🤖 AI Summary
This work investigates the effectiveness of large language models (LLMs) in assisting interactive theorem proving, particularly within real-world, industrial-scale formal verification tasks. Method: We conduct a systematic evaluation on two authentic verification projects—hs-to-coq and Verdi—using the Rocq proof assistant, employing both quantitative metrics (success rate, proof length, error rate) and qualitative analysis (tactic reasonableness, technical reusability). Contribution/Results: LLMs demonstrate strong capability in generating concise, high-quality formal proofs aligned with classical proof styles, scaling effectively from small to large proofs. Performance critically depends on external dependency information and contextual modeling quality, exhibiting marked heterogeneity across projects.
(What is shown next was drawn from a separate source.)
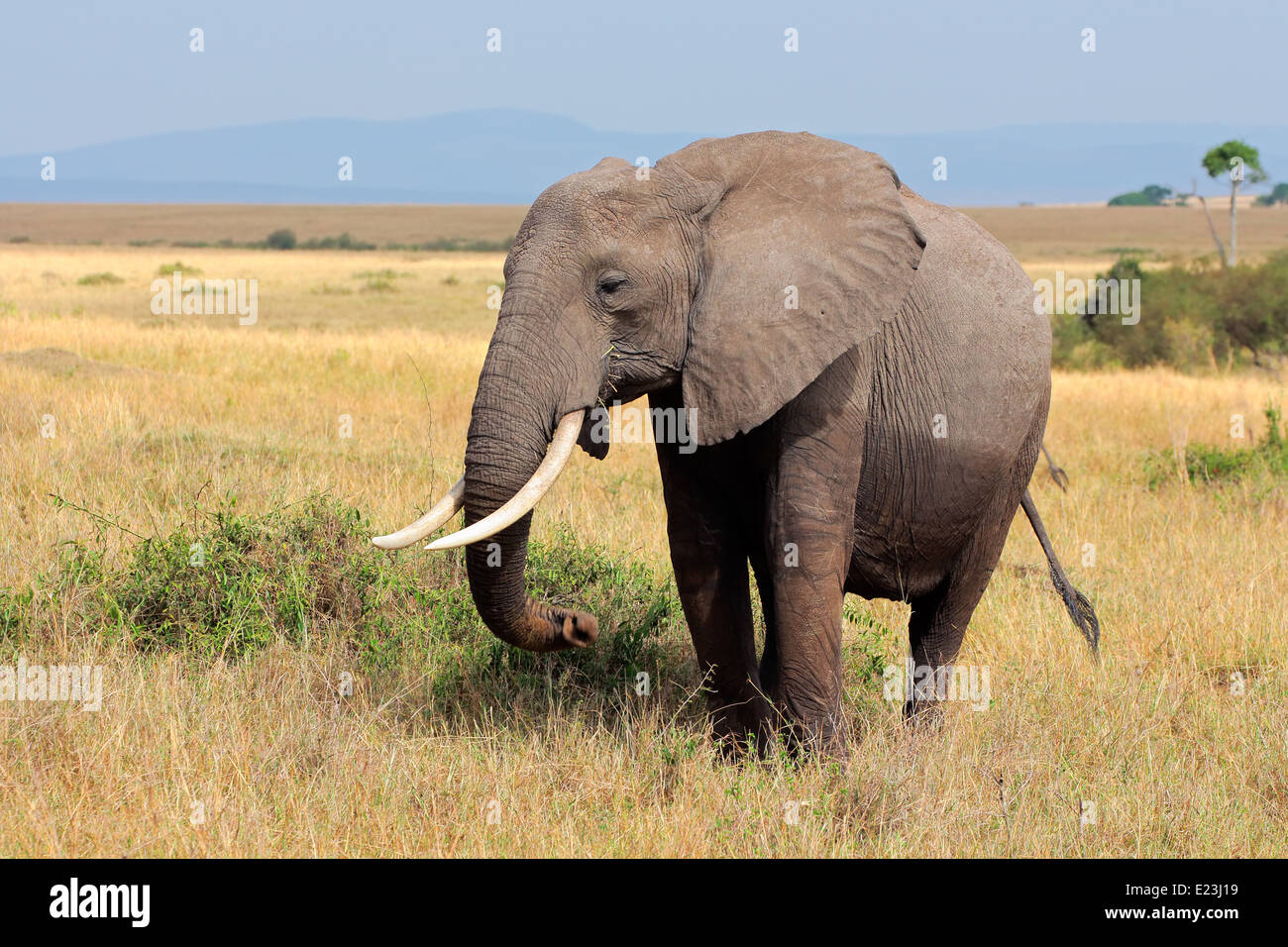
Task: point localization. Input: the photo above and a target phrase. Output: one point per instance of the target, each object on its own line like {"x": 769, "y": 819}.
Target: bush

While rare anomalous errors occur, they are substantially mitigated via context enhancement. To our knowledge, this is the first empirical study to characterize LLM capabilities and key limiting factors—such as dependency awareness and context fidelity—in realistic, production-grade formal verification settings, thereby providing foundational evidence and practical guidance for LLM-augmented trustworthy software verification.
📝 Abstract
Large language models (LLMs) can potentially help with verification using proof assistants by automating proofs. However, it is unclear how effective LLMs are in this task. In this paper, we perform a case study based on two mature Rocq projects: the hs-to-coq tool and Verdi. We evaluate the effectiveness of LLMs in generating proofs by both quantitative and qualitative analysis. Our study finds that: (1) external dependencies and context in the same source file can significantly help proof generation; (2) LLMs perform great on small proofs but can also generate large proofs; (3) LLMs perform differently on different verification projects; and (4) LLMs can generate concise and smart proofs, apply classical techniques to new definitions, but can also make odd mistakes.